Saturday, December 5, 2015

America at Obama’s End - Note for a lecture, "E Pluribus Unum? What Keeps the United States United"


wsj.com


Hope and change was the promise. What happened?


ENLARGE
PHOTO: ASSOCIATED PRESS
We are near the end of the seventh year of Barack Obama’s presidency, and by any measure the United States is a fractured nation. Its people are more divided politically than any time in recent memory. Personally, many are anxious, angry or just down.
Whatever Mr. Obama promised in that famous first Inaugural Address, any sense of a nation united and raised up is gone. This isn’t normal second-term blues. It’s a sense of bust.
The formal measure of all this appeared last week with the release of the Pew Research poll, whose headline message is that trust in government is kaput. Forget the old joke about the government coming to “help.” There’s a darker version now: We’re the government, and we’re here to screw you.

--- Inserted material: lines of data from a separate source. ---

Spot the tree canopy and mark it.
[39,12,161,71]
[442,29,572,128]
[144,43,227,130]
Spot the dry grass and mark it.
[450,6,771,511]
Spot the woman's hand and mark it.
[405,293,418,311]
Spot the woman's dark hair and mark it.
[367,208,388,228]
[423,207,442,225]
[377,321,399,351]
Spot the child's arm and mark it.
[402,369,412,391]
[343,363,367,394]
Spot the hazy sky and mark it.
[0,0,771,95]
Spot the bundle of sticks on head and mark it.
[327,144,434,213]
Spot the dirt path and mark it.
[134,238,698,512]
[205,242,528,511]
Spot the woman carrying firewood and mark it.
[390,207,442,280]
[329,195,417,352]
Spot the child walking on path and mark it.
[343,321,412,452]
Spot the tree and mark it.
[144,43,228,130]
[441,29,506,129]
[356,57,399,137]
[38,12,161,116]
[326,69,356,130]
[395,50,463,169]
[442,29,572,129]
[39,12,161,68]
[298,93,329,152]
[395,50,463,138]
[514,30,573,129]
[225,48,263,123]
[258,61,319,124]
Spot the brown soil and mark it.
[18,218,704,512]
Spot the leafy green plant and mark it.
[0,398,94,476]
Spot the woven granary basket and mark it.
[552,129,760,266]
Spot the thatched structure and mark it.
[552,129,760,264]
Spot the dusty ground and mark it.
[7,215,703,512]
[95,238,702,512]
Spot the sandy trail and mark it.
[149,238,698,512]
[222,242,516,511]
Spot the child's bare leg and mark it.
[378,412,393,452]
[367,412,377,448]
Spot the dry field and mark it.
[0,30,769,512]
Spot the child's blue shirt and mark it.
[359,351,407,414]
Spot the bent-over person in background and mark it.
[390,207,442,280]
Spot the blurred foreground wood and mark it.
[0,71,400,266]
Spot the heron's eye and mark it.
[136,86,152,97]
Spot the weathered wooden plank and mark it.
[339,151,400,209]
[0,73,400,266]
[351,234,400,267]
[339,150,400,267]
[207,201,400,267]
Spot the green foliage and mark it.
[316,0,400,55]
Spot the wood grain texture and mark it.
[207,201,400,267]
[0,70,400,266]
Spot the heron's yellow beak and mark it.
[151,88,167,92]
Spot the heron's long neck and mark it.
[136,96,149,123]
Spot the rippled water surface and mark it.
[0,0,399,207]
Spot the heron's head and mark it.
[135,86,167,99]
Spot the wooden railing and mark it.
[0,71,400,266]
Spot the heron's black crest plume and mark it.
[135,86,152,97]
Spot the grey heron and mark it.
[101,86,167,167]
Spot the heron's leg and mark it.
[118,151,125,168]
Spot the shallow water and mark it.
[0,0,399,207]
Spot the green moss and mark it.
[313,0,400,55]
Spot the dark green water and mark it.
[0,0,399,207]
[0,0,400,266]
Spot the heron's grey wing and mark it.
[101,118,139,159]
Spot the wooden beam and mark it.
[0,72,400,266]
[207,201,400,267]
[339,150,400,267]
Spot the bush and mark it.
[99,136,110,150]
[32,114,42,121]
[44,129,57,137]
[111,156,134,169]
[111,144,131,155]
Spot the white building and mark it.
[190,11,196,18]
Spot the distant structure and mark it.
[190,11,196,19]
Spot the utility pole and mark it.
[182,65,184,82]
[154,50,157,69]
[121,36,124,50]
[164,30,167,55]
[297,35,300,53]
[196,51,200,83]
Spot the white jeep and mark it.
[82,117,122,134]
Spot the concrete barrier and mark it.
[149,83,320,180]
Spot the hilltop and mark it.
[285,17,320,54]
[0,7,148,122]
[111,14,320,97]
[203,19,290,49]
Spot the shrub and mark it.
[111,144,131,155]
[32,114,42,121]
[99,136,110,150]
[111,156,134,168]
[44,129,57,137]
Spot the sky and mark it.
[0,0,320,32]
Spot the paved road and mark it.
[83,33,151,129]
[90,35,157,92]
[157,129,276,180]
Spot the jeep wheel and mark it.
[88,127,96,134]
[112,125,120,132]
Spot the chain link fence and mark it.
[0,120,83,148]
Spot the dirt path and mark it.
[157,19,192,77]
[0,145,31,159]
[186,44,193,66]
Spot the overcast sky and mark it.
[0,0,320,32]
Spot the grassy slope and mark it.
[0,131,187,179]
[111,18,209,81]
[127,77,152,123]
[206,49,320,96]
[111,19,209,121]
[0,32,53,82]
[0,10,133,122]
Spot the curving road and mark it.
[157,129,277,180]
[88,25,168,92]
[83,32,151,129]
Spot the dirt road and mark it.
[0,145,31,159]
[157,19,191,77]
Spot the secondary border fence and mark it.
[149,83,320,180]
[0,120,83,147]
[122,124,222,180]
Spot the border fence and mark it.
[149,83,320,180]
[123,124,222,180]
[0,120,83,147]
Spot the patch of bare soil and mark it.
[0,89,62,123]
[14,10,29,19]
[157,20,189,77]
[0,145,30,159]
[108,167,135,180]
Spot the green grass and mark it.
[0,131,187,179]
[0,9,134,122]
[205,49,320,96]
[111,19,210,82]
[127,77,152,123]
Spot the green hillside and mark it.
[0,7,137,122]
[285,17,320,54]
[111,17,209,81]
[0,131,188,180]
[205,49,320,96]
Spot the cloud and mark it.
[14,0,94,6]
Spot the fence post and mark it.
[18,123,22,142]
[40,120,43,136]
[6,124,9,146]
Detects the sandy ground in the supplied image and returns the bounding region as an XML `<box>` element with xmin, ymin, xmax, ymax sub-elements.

In a normal presidential transition year, voters would be excited at the mere prospect of new leadership. Instead, the American people are grasping for straw men.
Donald Trump declared for the presidency in June. The New York City prankster travels from state to state opening the nation’s political fire hydrants, and no one seems able to stop the result: years of pent-up political and cultural contempt pouring into the streets.
Nearly one-third of Barack Obama’s Democratic Party has migrated to aging Socialist Bernie Sanders. Sen. Sanders is evoking press comparisons to the presidential candidacy of Eugene Debs. Today there would be campus riots if a professor’s test asked students to identify Eugene Debs, a famous starched-collar Socialist 115 years ago.
Black Americans, who expected better, live in urban neighborhoods with soaring murder rates, angry marchers and confused police who are utterly alienated from the people they are supposed to protect. Young black men have the worst job prospects of any group in the U.S. The New Republic magazine’s cover this week says: “Why Hillary Clinton will do more for black people than Obama.”
Our political vocabulary is now uniformly stark. Presidential candidates in both parties have built campaigns around income gaps, a struggling middle class, immigrant phobia and back again, the war on terror. One of Mr. Obama’s claimed legacies is he prevented an economic depression in 2009. But we’re still in a depression.
Hope and change was the promise. What happened?
Screens on Kindle readers will crack paging through books explaining what Mr. Obama could have, should have and would have done. For now, the short version is enough: America and the world failed because they didn’t do what Barack Obama told them to do. For seven years, he has been instructing everyone on the “right thing to do.” If Mr. Obama seems down these days, it is because so many—from John Boehner to Vladimir Putin to the man in the street—persisted in doing the wrong thing.
Iran’s ayatollahs got the Obama message, though, and that deal is the legacy.
The other half of the non-domestic legacy is supposed to be climate change. His appearance in Paris this week was Mr. Obama’s last turn on the big global stage, barring a national crisis. Anyone watching the angular figure of the American president making nonstop pleas at the Paris climate summit this week had to be struck by a sense of what the French would call tristesse, a melancholy, even pathetic sadness.
He alone in Paris seemed to take seriously the notion that the climate windmills can be reset to less than 2 degrees Celsius above “preindustrial levels.” In the last of many public apologies for the U.S., Mr. Obama confessed that his own nation is a grievous “emitter.”
Liberals think the right is gloating at Mr. Obama’s end-of-term difficulties. No one is gloating. The nation is either furious (the right) or depressed (the left) at eight wasted, wheel-spinning years whose main achievement is ObamaCare—a morass.
Mr. Obama will go off to do something else, but he leaves behind a country littered with public and private institutions in disrepute. Whatever the cumulative causes for this, a president bears responsibility for maintaining some bedrock level of respect for institutions that are the necessary machinery of the nation’s daily life.
Instead, Mr. Obama spent much of his presidency vilifying the private sector—banks, insurers, energy producers and utilities.
The public’s low opinion of Congress is well known, but consider: The Pew study reports the favorable rating for the Department of Justice is just 46%. That not half the country respects something called the Justice Department is a travesty.
Mr. Obama has repeatedly mocked institutions he didn’t control and abused the powers of those he did. Almost always, the ridicule and condescension came in front of cheering audiences. It’s hardly a surprise that Donald Trump is exploiting and expanding the loss of public faith. Mr. Obama spent seven years softening up Mr. Trump’s audiences for him.
We may get a third Obama term after all.